GME Research Review is a monthly newsletter where internationally recognized experts select, summarize, and provide a clinical commentary on the latest published research in psychiatry. Each summary has been derived from the relevant article’s abstract and the clinical commentary has been provided by our expert.

 

ISSUE 21, December 2013 — Guest Commentator: Sanjay J. Mathew, MD, Baylor College of Medicine, Houston, TX

 

 

Luradisone Monotherapy in the Treatment of Bipolar I Depression: A Randomized, Double-Blind, Placebo-Controlled Study

Loebel A, Cucchiaro J, Silva R, et al
Am J Psychiatry. 2013 Oct 30. doi:10.1176/appi.ajp.2013.12070984. [Epub ahead of print].


Objective
: The authors evaluated the efficacy and safety of lurasidone in the treatment of patients with major depressive episodes associated with bipolar I disorder.

Methods:
• Patients were randomly assigned to double-blind treatment with lurasidone 20–60 mg/day (n=166), 80–120 mg/day (n=169), or placebo (n=170) for 6 weeks.
• Primary endpoint was change from baseline to week 6 on the Montgomery-Åsberg Depression Rating Scale (MADRS).
• Secondary endpoint was depression severity score on the Clinical Global Impressions scale for bipolar illness (CGI-BP).

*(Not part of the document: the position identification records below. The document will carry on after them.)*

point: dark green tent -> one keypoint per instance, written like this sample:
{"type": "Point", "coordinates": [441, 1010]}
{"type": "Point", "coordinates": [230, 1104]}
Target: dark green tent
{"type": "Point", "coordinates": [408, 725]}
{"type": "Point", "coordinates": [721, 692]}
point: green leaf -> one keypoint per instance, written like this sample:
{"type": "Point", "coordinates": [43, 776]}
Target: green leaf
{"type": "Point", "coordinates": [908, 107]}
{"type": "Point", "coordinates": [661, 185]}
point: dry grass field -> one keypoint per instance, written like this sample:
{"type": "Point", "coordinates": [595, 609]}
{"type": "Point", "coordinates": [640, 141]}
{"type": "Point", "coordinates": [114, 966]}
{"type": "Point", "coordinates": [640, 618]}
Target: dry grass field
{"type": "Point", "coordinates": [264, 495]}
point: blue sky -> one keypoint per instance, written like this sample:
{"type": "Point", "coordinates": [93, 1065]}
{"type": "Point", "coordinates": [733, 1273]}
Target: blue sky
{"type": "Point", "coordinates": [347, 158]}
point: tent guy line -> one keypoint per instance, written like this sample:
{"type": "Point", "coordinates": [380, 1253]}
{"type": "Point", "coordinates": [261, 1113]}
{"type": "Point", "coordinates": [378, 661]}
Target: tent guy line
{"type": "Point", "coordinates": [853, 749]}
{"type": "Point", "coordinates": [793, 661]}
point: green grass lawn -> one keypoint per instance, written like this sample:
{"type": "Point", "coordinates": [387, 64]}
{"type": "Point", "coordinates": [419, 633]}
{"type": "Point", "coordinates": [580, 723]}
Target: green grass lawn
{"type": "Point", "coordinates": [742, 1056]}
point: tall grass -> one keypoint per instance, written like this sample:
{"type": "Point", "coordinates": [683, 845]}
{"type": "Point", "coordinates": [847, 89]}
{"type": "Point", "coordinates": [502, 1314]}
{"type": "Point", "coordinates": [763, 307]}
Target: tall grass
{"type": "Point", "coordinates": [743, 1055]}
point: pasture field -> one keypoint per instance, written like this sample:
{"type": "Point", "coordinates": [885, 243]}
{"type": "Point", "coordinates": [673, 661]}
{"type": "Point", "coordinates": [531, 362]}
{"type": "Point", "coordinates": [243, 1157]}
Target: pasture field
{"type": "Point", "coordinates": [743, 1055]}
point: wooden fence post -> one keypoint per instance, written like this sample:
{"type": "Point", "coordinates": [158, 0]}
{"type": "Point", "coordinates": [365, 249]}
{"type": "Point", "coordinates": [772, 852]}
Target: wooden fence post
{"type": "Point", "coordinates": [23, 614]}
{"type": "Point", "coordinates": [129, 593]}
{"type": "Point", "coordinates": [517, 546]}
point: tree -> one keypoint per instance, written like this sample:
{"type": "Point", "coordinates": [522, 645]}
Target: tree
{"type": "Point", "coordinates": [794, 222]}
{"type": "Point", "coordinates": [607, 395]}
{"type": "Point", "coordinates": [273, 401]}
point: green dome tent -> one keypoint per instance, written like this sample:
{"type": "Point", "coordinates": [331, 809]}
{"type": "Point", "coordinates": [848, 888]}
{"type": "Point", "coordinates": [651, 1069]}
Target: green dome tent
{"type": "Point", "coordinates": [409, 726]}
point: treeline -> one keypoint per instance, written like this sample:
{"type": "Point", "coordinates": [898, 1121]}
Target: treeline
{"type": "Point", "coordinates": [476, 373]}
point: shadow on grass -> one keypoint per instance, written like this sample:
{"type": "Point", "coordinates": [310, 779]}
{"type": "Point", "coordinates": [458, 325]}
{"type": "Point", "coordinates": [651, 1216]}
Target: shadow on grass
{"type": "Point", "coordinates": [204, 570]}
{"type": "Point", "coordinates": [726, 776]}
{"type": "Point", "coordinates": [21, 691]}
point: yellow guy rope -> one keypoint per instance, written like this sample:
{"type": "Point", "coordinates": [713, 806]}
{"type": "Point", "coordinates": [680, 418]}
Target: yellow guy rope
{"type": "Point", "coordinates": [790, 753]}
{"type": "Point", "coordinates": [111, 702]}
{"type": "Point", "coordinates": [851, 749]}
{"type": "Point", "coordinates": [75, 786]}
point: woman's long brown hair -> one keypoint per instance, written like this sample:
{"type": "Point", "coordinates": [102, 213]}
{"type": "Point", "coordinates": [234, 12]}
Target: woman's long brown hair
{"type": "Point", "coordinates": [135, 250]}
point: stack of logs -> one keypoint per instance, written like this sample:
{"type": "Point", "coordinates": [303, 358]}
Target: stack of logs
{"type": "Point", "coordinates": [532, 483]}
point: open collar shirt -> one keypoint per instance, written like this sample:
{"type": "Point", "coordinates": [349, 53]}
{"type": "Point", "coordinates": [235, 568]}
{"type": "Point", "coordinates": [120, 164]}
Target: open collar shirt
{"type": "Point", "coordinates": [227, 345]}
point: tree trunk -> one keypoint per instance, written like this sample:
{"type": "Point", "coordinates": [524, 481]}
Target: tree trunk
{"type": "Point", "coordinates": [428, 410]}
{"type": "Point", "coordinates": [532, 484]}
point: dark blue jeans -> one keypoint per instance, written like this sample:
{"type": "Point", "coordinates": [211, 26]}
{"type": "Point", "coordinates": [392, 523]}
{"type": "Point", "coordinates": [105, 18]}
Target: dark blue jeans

Results: Lurasidone treatment significantly reduced mean MADRS total scores at week 6 for both treatment groups compared with placebo (Table). Similarly, lurasidone treatment resulted in significantly greater endpoint reduction in CGI-BP depression severity scores for both treatment groups compared with placebo. Both lurasidone groups also experienced significant improvements compared with placebo in anxiety symptoms and in patient-reported measures of quality of life and functional impairment. Discontinuation rates due to adverse events were similar in all groups. The most frequent adverse events associated with lurasidone were nausea, headache, akathisia, and somnolence. Minimal changes in weight, lipids, and measures of glycemic control were observed with lurasidone.


 Outcomes


Lurasidone 20–60 mg/day


Lurasidone 80–120 mg/day

 

Placebo

Reduction in MADRS total scores

-15.4; effect size 0.51

-15.4; effect size 0.51

-1.7; effect size 0.50

Reduction in CGI-BP depression severity scores

-1.8; effect size 0.61

-1.7; effect size 0.50

-1.1

Discontinuation rates (due to adverse events)

6.6%

5.9%

6.5%

Conclusion: Monotherapy with lurasidone in the dosage range of 20–120 mg/day significantly reduced depressive symptoms in patients with bipolar I depression. Lurasidone was well tolerated, with few changes in weight or metabolic parameters.

Clinical Commentary
Lurasidone, an atypical antipsychotic, was approved by the FDA for bipolar I depression as monotherapy and as adjunctive therapy with lithium or valproate in July 2013. Two 6-week Phase 3 studies in patients with a depressive episode in bipolar I were recently published: a monotherapy study (the subject of this paper) and an adjunctive study (to lithium or valproate).   Both a low-dose regimen (20–60 mg/day) and a high-dose regimen (80–120 mg) were more effective than placebo. The effect size was moderate, with a number needed to treat for response =5. Tolerability appeared to be very acceptable, with a low drop-out rate, and minimal impact on weight, lipids, and glycemic control. There was a modest dose-related increase in prolactin levels, most notably in female participants. Multiple secondary endpoints found significant benefits in anxiety, quality of life, and self-reported depressive symptoms. Overall, this appears to be a well-conducted study and found a convincing benefit of lurasidone monotherapy for the acute treatment of depression in bipolar I disorder. A limitation was the lack of comparison to quetiapine, which is generally considered the atypical antipsychotic most effective for bipolar depression. Given its putative advantage over quetiapine in metabolic side effects and weight gain, this will be an essential comparative study in order to evaluate the relative position of lurasidone among the available approved options for bipolar depression. Another limitation was the restriction of the study sample to BP I; information on its efficacy in BP II will be required.

 

 

Lanicemine: A Low Trapping NMDA Channel Blocker Produces Sustained Antidepressant Efficacy with Minimal Psychotomimetic Adverse Effects  

Sanacora G, Smith MA, Pathak S, et al
Molecular Psychiatry advance online publication; October 15, 2013; doi:10.1038/mp.2013.130.


Objective
: Ketamine, an N-methyl-D-aspartate receptor (NMDAR) channel blocker, has been found to induce rapid and robust antidepressant-like effects in rodent models and in treatment-refractory depressed patients. However, the marked acute psychological side effects of ketamine complicate the interpretation of both preclinical and clinical data. Moreover, the lack of controlled data demonstrating the ability of ketamine to sustain the antidepressant response with repeated administration leaves the potential clinical utility of this class of drugs in question.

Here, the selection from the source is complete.